Sedang kata makna, adalah "arti". Kata "arti" itu, masih genuine. Ketika ditambahkan imbuhan "ber" maka menjadi, berarti.

Diatas, kita sudah memberi salah satu fenomena "kemampuan bermanfaat".  Pertanyaannya, meta-makna apa yang terkandung dalam kemampuan bermanfaat itu? Atau melampaui arti apa yang terkandung dalam kemampuan bermanfaat itu?

Jawabannya adalah, meta-makna lagi. Dalam artian, sesuatu yang melampaui, serta terkandung dibalik kemampuan bermanfaat itu, ialah kebahagiaan. Sedang, kebahagiaan itu pun meta-makna, dalam arti masih terdapat yang "melampaui" lagi setelahnya, dan seterusnya, sampai tidak ada lagi kemampuan, atau setidaknya belum.

Itulah sepercik bahasan tentang meta-makna. Tentulah, kita tidak kemudian dapat menelan mentah-mentah apa yang sudah ter-ekplanasi, dalam presentasi diatas. Akan tetapi, seminimal-minimalnya, kita sudah memiliki bekal untuk "tidak berhenti pada apa yang rasional, empiris, maupun positivis an sich. Sebab, itu berbahaya, kalau digunakan tidak pada tempatnya.

Pertanyaan terakhir dalam narasi ini, adalah meta-makna apa, bagaimana, dan untuk apa 107 Muhammadiyah? 

Tema yang terkonstruk oleh Pimpinan Pusat, dalam milad kali ini adalah "mencerdaskan kehidupan bangsa". 

Sudah diakui oleh dunia, bahwa sudut pendidikan Muhammadiyah, tak lagi diragukan. Namun tentunya, evaluasi dan inovasi diberbagai sisi harus terus dilanjutkan.

Salah satu evaluasinya adalah tentang substansi pendidikan itu sendiri. Yang jelas berkelindan dengan term "mencerdaskan".

Agaknya, secara umum pendidikan masih saja dikatakan sama, dengan sekolah. Padahal, esensi pendidikan adalah belajar.

Sudahkah pendidikan kita (Indonesia), sudah mengena pada substansinya, yaitu belajar? 

Apakah lembaga pendidikan Muhammadiyah, sudah mampu ber-impact dan ber-output manusia belajar?

Lalu, bagaimana dengan nasib guru-guru di lembaga pendidikan Muhammadiyah?

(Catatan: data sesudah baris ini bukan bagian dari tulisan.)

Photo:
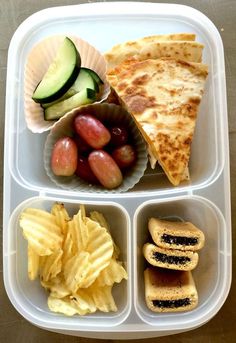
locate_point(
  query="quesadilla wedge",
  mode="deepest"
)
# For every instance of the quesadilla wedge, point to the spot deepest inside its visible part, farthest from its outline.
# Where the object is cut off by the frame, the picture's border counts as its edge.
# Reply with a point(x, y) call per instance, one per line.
point(155, 47)
point(163, 96)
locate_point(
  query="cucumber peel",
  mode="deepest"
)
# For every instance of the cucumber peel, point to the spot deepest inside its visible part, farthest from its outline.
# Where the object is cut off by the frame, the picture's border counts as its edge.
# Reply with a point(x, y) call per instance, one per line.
point(60, 75)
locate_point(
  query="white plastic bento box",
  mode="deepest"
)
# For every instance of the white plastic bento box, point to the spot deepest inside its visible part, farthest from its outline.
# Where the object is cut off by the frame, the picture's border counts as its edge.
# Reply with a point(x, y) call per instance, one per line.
point(205, 199)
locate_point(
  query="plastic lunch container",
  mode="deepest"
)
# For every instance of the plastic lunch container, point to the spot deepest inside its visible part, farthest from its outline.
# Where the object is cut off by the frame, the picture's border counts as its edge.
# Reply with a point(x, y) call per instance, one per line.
point(205, 200)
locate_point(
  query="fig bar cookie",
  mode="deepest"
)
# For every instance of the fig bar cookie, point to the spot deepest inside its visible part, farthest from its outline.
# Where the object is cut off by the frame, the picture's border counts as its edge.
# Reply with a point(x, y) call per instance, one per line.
point(169, 290)
point(169, 258)
point(176, 235)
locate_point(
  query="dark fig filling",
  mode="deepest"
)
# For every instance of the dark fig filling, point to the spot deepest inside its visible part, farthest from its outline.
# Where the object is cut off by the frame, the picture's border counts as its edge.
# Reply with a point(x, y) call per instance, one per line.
point(179, 240)
point(170, 259)
point(171, 303)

Terus, dalam sudut ekonomi, politik, sosial-budaya, hukum, dlsb., apakah Muhammadiyah sudah mampu menjadi "penentu"? atau sekadar menjadi "pembantu"?

Kalau sudah begitu, lalu meta-makna "apa", "bagaimana", "untuk apa", kita?

Wallohu a'lam.
Sukoharjo, 18 November 2019.





Comments

Popular posts from this blog

Menari Bersama Sigmund Freud

  Puji syukur ke hadirat Tuhan yang Maha Esa, dengan rahmat dan karunia-Nya buku Menari Bersama Sigmund Freud, dapat penulis susun dan sajikan ke hadapan pembaca sekalian. Shalawat dan salam semoga senantiasa terus terpanjat kepada Rasulullah Muhammad SAW, mudah-mudahan kita semua dapat konsisten belajar dan meneladaninya. Selamat datang dalam perjalanan sastra psikologi yang unik dan mendalam, yang dituangkan dalam buku berjudul "Menari Bersama Sigmund Freud". Dalam karya ini,  Rendi Brutu bersama sejumlah penulis hebat mengajak pembaca meresapi ke dalam labirin kompleks jiwa manusia, mengeksplorasi alam bawah sadar, dan mengurai konflik psikologis yang menyertainya. Buku ini menjadi wadah bagi ekspresi batin para penulis, masing-masing menggali tema yang mendalam dan memaparkan keping-keping kehidupan psikologis. Kita akan disuguhkan oleh kumpulan puisi yang memukau, setiap baitnya seperti jendela yang membuka pandangan pada dunia tak terlihat di dalam diri kita. Berangkat ...

(22) Lagi ngapain;

Aku butuh abadi denganmu. Melukis malam dengan kasih, mengenyam sepi tanpa letih   Aku butuh abadi denganmu. Menyusuri tepian sawah, mengamatinya sebagai berkah   Aku butuh abadi denganmu. Terhubung sepanjang siang, terkait sepanjang malam   ***Banyumas, 20 Februari 2021.

Oase Utopia (2)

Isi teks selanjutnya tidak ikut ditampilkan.